Regarding the pandemic, the region of Andalusia requires masks indoors (unless eating or drinking at a restaurant) and outdoors, if social distancing is not possible. About 60% of the folks wear a mask all the time. It is common to see individuals walking completely alone on the sidewalk, no one else within 20 yards, wearing a mask. About 30% of the folks do not wear a mask outdoors, but carry one for use as needed indoors. Stephanie and I are in this category … as are, from my observations, most of the local dog owners. The remaining 10% have a mask in the ready to use position (usually the chinstrap). These folks quickly put their mask to use if anyone comes near them, following the social distancing rule to the letter when walking on the sidewalk. Mask on or off depending on the presence of others walking nearby.
We still have several weeks left in Seville and much exploring to do, including the Catedral de Sevilla, La Plaza de Toros, Plaza de España, and Setas de Sevilla. Stay tuned.
Garrett and Stephanie
P.S. Thanks, Dave!
Thoroughly enjoyed this, Bud! The photos are wonderful and I loved the narrative!! I’m looking forward to the next installment.(how about including the US equivalent of the Spanish prices!)
Right now (September 2021) the U.S. price equivalent is just under 20% more.
This is a beautifully written chronicle!!! And, the photos make a person “want to be there” except for, maybe, the heat. The structures and architecture are stunning! Jim Unland
We are enjoying your trip through the blog. I read it to Norm during our time in the she-shed.
Thanks for sharing this with us Garrett. We have never been to Spain.
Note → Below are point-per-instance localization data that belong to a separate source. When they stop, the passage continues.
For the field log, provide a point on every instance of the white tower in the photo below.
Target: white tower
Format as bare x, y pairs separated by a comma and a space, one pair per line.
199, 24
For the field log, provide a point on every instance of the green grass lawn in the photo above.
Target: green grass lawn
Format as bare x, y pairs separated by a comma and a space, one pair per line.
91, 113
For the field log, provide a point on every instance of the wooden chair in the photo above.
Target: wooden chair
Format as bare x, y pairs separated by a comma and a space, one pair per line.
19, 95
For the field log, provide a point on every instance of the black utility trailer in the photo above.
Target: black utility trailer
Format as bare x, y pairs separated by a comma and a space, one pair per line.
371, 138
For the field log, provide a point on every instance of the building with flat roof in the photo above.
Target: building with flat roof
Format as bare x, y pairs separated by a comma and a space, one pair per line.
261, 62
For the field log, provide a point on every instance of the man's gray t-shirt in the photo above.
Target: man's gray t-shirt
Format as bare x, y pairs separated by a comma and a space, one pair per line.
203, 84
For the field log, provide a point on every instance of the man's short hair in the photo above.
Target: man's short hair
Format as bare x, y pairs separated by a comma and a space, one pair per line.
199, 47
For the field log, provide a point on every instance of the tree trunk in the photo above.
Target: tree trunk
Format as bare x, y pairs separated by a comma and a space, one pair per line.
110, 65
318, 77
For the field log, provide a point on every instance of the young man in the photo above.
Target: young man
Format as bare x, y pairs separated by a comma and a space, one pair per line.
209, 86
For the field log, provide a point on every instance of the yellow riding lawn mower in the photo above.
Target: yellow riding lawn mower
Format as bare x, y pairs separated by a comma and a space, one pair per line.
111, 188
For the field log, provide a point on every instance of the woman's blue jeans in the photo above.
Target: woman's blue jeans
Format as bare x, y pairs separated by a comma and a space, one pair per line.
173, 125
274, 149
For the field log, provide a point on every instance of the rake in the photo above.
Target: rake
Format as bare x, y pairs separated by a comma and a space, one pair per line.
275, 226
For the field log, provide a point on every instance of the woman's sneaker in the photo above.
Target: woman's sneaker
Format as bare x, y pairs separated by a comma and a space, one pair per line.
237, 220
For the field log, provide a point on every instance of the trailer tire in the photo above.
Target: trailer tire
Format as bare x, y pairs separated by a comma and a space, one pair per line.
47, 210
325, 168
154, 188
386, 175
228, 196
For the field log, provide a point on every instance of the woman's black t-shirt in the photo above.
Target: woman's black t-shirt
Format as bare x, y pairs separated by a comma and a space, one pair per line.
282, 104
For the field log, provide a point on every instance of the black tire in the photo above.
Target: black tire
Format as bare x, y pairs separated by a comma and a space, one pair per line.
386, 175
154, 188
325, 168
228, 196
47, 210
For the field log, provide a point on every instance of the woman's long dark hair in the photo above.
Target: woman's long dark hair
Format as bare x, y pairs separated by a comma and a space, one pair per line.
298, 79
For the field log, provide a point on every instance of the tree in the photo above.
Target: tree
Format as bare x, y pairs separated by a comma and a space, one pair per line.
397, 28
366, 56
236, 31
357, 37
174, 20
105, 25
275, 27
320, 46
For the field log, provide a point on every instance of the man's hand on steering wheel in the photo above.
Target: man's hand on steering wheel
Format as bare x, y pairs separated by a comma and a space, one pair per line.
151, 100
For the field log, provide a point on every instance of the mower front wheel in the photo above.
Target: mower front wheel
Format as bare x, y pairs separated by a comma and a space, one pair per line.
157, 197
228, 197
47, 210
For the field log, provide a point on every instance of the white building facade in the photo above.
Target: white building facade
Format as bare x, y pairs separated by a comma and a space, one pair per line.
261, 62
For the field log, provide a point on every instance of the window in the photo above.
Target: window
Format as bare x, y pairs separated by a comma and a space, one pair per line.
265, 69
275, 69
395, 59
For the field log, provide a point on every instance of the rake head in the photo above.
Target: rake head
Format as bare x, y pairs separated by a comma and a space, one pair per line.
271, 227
You’ve done a great job sharing its beauty and history. We’re looking forward to seeing more …Thanks again to you and Stephanie!
Thank you for the narrative and beautiful pictures. I will never make it there! Dennis and I spent a lot of time in Portugal from Lisbon and north. We fell in love with the country and people.
Really enjoying this! The photos look very professional and really capture the elegance of the architecture! Stay safe and cool!